Why Play Feels So Regulating
When you’re playing — especially with people you trust — your body gets a very clear message: you’re safe here.
Your breath naturally deepens. Your shoulders soften. Your nervous system doesn’t have to stay on guard. This is the state where connection feels easier, creativity flows more freely, and you’re able to be present without forcing yourself to relax.
This is something I teach often inside The Embodied Shift Method — not by telling people to calm down, but by helping them create the internal and external conditions that allow their system to settle naturally.
Play is one of the most accessible ways to do that.
It’s not about doing more. It’s about giving your body experiences that remind it how safety feels.
Learning Something New Together Builds Connection
A few days after playing cards with my mom, I found myself wanting more of that feeling. So I asked a friend if she knew how to play cards and what games she liked.
That simple question turned into an afternoon her teaching me how to play cribbage (here’s the board we played on).
It was kind of challenging (so much counting) and mentally stimulating in the best way. I had so much fun learning something new with a friend.

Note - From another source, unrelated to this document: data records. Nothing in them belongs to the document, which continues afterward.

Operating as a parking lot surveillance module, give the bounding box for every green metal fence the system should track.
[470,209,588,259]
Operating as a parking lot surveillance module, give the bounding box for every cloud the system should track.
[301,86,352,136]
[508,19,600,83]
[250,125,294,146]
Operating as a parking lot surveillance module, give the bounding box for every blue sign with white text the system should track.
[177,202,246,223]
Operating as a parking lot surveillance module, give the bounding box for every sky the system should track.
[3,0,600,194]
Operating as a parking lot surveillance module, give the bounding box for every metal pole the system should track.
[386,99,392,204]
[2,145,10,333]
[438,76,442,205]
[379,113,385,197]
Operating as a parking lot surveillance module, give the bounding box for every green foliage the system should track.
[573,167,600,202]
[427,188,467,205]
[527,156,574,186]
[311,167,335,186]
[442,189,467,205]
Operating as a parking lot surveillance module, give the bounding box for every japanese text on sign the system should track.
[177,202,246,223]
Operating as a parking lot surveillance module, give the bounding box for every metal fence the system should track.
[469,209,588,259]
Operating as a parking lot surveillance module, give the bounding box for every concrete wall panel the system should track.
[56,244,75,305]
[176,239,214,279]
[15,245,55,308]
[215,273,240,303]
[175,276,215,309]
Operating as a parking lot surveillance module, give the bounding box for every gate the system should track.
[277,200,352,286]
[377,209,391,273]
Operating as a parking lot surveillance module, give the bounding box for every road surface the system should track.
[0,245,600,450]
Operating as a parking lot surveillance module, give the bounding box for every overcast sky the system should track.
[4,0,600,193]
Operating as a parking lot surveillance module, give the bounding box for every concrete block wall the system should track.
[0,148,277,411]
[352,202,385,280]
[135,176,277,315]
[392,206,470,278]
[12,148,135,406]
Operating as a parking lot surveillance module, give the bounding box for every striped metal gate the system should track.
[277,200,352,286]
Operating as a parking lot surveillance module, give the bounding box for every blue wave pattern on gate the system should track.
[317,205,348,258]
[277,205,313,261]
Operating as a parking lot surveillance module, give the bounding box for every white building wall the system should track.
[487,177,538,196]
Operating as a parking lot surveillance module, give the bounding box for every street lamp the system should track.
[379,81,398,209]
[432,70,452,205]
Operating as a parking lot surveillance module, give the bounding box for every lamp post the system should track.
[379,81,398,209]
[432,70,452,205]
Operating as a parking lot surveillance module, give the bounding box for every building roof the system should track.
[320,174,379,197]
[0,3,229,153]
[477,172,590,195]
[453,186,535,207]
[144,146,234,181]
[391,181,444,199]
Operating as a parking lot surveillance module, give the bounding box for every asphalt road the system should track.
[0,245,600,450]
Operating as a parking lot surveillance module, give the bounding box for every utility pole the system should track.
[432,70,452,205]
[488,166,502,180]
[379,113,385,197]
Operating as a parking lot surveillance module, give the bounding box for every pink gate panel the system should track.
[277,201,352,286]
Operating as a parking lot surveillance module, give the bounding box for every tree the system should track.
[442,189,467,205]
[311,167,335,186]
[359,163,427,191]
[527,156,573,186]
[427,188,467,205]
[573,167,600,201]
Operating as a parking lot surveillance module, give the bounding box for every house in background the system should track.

This is another principle I return to again and again in my work in T.E.S.M. — growth doesn’t have to be intense or isolating to be meaningful. When learning happens in the context of safety, curiosity, and connection, it supports AND expands your nervous system instead of overwhelming it.
Play Doesn’t Have to Cost Money
What stayed with me most was how simple it all was.
We weren’t spending money. We weren’t going out. We weren’t trying to make the moment “count.” Especially right now — when so many people are feeling financial pressure or uncertainty — it was a reminder that meaningful connection doesn’t have to be expensive.
It’s not about the game itself — it’s about what the experience and how it feels in your body.
Being Present Without Performing
Another thing I noticed was how present we were.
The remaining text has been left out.